People running can be absolutely hilarious. I’m sure Jones isn’t the first director to make this discovery, but he uses it effectively at least twice in this film. At our screening, the crowd and I cackled obnoxiously in both instances of this gag. The first one involves Ed and Ronnie driving home in his old Ford truck. She gets the radio working, and starts singing a song. He looks uncomfortable and finally swerves the truck to the side of the road and just runs away. Jones shoots it from Ronnie’s seat, framing Ed in the driver side door as he runs across the empty field. It all congeals in a delightful moment between the two characters in a powerful way.
Ronnie and Ed are absolutely delightful. The film rests fully on the chemistry and charm the characters are able to deliver. Lithgow is outstanding in his role. He is sympathetic, charming, frustrating, and extremely nuanced. He obsesses over the news, and even hears the anchor speak directly to him in a few scenes.
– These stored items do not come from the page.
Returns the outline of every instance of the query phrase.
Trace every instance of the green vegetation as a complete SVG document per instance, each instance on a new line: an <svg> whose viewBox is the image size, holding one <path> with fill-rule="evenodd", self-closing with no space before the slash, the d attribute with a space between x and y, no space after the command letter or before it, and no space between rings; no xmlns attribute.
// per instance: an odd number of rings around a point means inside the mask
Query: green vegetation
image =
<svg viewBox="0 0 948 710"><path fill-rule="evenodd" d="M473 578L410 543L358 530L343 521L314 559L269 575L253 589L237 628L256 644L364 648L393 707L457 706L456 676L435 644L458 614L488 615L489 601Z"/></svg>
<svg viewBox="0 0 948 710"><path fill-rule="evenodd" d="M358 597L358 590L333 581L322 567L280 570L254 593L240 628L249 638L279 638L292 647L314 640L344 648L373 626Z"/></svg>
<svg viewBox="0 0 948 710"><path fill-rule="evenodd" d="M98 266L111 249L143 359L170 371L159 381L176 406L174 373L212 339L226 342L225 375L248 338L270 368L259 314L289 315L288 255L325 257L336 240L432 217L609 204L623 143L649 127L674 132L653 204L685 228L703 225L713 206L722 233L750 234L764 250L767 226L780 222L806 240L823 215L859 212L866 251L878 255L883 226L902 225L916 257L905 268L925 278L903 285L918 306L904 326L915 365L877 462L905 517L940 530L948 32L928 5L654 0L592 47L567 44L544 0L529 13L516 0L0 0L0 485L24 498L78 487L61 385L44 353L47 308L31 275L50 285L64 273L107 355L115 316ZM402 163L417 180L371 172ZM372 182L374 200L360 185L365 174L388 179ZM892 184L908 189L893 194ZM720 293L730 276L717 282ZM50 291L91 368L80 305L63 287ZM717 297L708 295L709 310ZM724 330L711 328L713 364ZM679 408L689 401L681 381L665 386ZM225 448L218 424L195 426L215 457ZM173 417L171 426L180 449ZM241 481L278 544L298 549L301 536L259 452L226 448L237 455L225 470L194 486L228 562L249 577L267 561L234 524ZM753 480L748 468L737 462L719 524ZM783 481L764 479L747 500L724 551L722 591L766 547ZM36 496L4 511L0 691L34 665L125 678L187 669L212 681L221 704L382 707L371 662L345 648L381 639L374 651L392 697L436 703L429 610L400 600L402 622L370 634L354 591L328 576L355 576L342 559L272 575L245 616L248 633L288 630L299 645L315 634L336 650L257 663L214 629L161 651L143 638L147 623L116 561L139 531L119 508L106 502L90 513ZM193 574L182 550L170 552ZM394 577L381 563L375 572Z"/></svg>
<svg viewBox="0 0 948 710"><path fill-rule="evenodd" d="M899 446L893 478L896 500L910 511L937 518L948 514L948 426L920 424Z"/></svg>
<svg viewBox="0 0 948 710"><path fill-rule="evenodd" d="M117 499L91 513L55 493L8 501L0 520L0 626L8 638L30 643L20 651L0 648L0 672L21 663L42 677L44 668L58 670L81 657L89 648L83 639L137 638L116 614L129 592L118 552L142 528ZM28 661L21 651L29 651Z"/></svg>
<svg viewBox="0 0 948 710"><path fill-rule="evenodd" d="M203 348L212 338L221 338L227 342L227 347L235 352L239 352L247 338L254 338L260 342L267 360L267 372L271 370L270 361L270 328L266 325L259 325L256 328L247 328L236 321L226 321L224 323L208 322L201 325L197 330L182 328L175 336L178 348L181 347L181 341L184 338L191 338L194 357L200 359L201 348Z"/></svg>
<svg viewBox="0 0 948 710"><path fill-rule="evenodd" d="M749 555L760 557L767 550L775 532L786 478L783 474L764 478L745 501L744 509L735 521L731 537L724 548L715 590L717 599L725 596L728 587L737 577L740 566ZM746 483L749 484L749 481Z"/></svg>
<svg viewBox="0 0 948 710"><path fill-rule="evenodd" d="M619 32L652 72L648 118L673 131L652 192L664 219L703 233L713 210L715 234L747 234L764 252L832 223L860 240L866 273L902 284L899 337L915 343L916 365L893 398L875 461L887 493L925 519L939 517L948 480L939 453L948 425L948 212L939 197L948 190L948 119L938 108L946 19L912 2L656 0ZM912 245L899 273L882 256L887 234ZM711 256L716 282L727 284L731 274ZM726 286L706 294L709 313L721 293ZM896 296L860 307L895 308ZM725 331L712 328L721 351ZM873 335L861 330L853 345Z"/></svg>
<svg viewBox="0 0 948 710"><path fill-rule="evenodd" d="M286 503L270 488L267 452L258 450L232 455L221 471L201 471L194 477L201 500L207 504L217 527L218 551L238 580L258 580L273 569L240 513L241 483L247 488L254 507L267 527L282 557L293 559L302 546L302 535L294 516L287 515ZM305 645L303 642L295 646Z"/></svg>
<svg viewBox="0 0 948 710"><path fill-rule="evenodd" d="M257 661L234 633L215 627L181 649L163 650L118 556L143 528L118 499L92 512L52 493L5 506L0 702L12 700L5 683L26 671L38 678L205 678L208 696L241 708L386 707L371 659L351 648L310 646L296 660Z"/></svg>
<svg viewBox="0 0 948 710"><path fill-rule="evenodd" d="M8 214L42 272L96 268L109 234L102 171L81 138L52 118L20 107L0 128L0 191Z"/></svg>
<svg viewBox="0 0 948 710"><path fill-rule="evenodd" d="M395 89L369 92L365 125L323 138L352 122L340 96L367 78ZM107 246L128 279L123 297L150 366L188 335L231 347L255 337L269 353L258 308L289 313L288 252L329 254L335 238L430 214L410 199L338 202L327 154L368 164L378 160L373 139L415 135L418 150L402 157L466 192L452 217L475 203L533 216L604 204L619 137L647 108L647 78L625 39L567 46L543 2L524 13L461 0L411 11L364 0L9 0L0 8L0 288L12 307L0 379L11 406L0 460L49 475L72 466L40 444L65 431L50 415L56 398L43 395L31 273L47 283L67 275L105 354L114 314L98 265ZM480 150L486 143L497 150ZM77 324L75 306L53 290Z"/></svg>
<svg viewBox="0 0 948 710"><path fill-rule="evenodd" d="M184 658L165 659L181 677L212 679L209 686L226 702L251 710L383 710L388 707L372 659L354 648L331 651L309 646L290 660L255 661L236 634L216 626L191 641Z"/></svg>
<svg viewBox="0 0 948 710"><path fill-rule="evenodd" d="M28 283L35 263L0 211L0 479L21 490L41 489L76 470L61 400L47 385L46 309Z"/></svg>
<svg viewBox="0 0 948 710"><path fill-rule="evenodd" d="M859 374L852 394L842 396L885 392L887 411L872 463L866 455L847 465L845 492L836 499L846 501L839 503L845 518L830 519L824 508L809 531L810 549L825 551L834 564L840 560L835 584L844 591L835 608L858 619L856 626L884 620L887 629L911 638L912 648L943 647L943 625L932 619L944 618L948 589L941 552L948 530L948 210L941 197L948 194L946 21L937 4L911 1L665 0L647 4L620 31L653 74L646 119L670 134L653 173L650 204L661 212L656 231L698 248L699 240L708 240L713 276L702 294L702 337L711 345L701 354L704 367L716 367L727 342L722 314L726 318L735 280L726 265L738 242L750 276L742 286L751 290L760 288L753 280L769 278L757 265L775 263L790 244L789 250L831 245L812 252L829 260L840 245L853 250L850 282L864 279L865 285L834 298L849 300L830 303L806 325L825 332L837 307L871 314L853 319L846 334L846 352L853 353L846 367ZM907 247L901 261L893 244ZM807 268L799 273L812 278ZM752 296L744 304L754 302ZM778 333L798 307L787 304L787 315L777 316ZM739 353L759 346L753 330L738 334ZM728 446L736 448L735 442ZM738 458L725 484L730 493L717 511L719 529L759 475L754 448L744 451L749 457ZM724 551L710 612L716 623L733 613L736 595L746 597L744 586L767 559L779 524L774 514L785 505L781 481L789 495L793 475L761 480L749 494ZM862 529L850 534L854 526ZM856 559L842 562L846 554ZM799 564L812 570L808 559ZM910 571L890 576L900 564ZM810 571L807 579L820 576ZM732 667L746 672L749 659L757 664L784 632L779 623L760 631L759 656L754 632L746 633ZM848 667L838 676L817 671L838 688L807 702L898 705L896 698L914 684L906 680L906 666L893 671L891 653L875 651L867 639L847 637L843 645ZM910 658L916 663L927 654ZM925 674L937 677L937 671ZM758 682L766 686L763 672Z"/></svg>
It’s initially unclear exactly what Jones is going for with this choice, as there are a few different meanings that can be inferred – but the payoff of it is all the more powerful. However, Lithgow isn’t required to do all the heavy lifting.
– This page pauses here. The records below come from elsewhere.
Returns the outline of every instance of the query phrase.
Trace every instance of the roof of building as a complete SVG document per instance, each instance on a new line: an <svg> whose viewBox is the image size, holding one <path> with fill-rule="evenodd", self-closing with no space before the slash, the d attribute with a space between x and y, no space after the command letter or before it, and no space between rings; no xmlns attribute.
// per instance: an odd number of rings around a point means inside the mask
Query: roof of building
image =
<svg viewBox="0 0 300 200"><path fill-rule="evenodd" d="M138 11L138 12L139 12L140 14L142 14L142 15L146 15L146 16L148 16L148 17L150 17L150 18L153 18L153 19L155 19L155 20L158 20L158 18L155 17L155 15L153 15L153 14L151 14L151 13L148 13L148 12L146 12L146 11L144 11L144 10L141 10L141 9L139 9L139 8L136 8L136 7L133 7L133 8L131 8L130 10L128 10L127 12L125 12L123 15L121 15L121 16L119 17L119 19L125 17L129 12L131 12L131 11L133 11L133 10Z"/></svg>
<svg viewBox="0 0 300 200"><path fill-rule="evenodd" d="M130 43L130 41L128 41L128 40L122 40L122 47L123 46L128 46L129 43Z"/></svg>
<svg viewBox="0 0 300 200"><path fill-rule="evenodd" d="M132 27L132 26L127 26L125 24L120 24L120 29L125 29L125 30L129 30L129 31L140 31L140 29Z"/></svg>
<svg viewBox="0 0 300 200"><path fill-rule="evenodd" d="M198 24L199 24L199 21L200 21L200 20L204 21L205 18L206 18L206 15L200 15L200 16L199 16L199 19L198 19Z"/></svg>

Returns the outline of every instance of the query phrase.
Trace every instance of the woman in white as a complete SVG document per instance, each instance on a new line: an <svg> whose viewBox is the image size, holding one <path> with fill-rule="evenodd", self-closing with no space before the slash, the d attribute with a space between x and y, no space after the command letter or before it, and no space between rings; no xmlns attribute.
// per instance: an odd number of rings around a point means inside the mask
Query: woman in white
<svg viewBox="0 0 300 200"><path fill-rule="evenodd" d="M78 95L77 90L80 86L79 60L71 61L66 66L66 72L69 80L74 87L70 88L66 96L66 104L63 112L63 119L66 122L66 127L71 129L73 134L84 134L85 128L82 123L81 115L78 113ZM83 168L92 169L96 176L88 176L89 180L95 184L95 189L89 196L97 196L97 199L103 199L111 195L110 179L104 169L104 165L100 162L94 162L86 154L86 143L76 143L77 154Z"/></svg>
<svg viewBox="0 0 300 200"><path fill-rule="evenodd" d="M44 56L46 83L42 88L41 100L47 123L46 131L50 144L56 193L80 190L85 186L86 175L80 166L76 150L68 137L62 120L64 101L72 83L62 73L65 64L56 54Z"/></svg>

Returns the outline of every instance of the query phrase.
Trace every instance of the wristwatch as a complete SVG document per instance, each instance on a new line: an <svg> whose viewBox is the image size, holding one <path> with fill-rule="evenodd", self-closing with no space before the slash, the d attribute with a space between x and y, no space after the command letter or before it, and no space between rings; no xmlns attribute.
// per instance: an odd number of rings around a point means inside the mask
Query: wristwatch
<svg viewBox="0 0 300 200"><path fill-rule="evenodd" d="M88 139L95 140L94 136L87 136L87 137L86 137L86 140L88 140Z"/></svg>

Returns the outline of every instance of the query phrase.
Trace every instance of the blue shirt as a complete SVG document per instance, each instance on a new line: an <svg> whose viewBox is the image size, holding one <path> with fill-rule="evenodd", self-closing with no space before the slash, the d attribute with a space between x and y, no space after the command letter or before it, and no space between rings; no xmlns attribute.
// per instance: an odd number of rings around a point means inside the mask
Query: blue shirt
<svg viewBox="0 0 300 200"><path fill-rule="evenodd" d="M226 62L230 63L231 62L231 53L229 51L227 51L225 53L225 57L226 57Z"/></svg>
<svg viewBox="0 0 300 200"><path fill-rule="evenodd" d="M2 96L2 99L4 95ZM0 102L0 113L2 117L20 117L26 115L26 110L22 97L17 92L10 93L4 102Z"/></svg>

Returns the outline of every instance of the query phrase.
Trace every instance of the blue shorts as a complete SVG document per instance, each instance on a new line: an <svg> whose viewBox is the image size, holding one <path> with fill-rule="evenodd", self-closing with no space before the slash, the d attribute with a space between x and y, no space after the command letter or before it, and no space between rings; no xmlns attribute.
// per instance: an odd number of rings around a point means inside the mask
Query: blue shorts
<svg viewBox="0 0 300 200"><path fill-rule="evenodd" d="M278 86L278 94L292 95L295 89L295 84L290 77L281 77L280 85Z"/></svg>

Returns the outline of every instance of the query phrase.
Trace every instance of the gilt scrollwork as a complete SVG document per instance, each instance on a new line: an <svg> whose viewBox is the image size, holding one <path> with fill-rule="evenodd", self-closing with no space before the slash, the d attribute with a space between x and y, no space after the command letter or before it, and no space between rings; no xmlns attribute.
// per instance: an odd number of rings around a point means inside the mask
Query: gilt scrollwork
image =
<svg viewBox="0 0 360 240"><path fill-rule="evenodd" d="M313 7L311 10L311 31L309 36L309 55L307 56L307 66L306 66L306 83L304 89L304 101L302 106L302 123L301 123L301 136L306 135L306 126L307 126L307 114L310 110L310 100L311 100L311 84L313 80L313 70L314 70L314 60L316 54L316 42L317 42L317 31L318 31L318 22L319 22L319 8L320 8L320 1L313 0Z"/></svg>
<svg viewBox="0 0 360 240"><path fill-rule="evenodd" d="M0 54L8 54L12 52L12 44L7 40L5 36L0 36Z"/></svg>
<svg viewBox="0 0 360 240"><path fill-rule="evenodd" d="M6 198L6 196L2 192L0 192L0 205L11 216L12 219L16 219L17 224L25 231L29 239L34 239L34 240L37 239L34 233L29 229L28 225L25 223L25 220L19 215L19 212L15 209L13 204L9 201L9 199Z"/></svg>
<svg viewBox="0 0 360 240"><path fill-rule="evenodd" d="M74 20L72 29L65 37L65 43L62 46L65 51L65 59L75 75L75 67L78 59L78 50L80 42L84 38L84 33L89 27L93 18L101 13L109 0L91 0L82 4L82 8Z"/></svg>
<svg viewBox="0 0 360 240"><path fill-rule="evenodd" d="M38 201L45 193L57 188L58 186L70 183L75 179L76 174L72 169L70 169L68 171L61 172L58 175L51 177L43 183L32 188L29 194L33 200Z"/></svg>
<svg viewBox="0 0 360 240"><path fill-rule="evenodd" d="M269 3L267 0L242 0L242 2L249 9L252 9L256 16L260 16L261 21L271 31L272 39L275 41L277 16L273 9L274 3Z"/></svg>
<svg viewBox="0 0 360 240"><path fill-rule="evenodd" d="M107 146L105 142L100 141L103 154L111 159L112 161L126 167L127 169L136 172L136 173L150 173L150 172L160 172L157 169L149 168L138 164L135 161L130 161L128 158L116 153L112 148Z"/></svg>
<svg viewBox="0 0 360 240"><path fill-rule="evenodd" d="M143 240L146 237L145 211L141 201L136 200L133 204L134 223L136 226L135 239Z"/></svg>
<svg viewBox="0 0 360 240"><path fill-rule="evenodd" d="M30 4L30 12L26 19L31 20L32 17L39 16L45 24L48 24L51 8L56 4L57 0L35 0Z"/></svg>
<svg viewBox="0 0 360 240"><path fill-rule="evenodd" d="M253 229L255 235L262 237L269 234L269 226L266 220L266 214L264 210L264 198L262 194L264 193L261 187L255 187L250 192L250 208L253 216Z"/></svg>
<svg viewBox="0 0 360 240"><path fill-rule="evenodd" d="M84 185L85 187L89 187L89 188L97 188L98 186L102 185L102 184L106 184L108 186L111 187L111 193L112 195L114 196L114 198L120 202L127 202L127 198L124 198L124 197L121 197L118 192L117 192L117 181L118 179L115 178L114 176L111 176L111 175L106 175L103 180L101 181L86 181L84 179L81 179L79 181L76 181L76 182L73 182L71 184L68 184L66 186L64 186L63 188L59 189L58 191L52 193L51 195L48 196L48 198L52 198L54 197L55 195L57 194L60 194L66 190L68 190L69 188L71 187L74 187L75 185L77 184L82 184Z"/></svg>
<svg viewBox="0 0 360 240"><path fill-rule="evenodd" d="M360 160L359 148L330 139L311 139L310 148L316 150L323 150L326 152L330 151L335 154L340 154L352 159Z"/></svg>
Danner reminded me last year how much I enjoy her in films with Hearts Beat Loud (2018), but that was much more of a supporting role. While she isn’t the lead here either, she gets much more to do, and her character is truly integral to the plot. The connection that Ronnie makes with Ed after he forces a meeting in the parking lot of that grocery store by parking his truck too close to her driverside door gives her a wealth of opportunity for a dynamic range in her performance. Initially, Ronnie is creeped out by Ed’s forced conversation, but she is too kind to be rude. This meeting is followed by another forced one, after he follows her to her job and asks her on a date. Here, she softens slightly and we are given the hint that she is lonely, too. Both actors give charming performances, and make this film really stand out.
I don’t want to give too much away about The Tomorrow Man, but the story works really well. It was a heartfelt film with a good sense of humor. I had no idea what it was going to be, but I really enjoyed almost every minute of it. If you get a chance to see it, go see it…or at the very least, add it to your watchlist so you don’t forget. I give The Tomorrow Man the Must See rating.